Because it is a move and not a copy

So far, we don't have a clear idea for how moves and copies would be any different operationally (and, thus, in terms of UB).

bjorn3 commented 3 years ago

More UB means more compiler freedom, so from a compiler perspective the conservative approach would be to do more copies... right?

The conservative choice here is assuming that the callee modifies the locals used to store arguments and thus that accessing the locals used for arguments after the call is UB. Even when under this conservative choice, it should be fine to omit the copy as the local isn't used anymore before being reinitialized.

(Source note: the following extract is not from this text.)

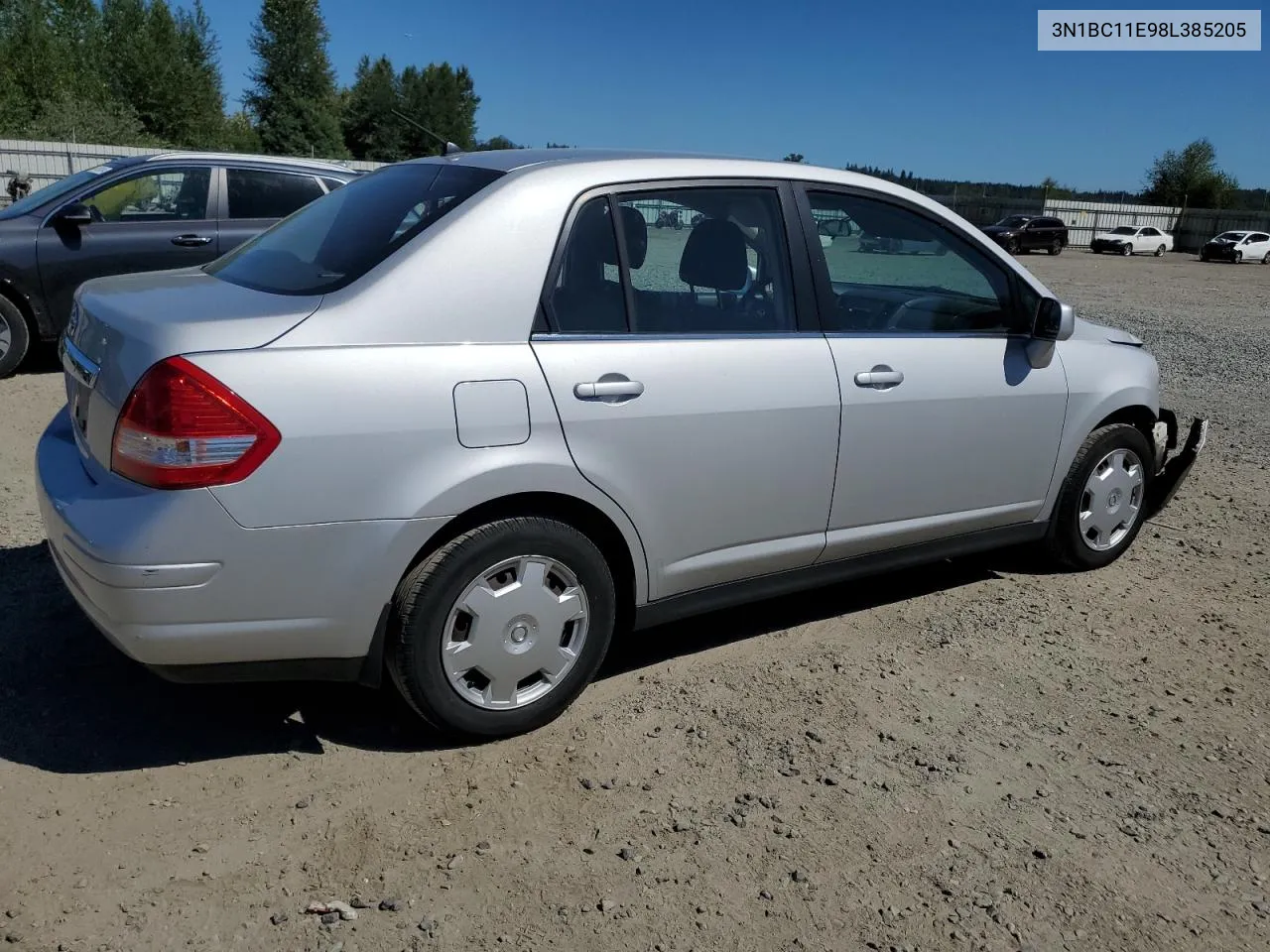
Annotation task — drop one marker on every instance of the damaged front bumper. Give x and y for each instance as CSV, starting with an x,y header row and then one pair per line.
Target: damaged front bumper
x,y
1171,471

So far, we don't have a clear idea for how moves and copies would be any different operationally (and, thus, in terms of UB).

Why would it be fine to read a local after it has been moved out of? The surface rust language doesn't even allow this and I think borrowck enforces this at the MIR level. Writing (aka reinitializing) is fine though.

RalfJung commented 3 years ago

The conservative choice here is assuming that the callee modifies the locals used to store arguments and thus that accessing the locals used for arguments after the call is UB.

Oh that's what you mean by "UB on the caller side", I see. Makes sense.

Why would it be fine to read a local after it has been moved out of? The surface rust language doesn't even allow this and I think borrowck enforces this at the MIR level. Writing (aka reinitializing) is fine though.

The question is more, what exactly is the thing happening on the Abstract Machine that makes future reads UB (but writes not)? The most promising proposal was that a move would replace the contents of the source memory by Uninit, basically "de-initializing" that memory. That would however not make all reads UB, it just means reads encounter uninit memory. Also old pointers pointing to that memory could remain valid and could still be used even after the memory was re-initialized -- it was not clear whether that is a problem or not. And finally, making a seemingly read-only operation be mutating like this could have plenty of unforeseen side-effects (and it messes with how Miri uses Rust types to make sure that read-only operations are read-only).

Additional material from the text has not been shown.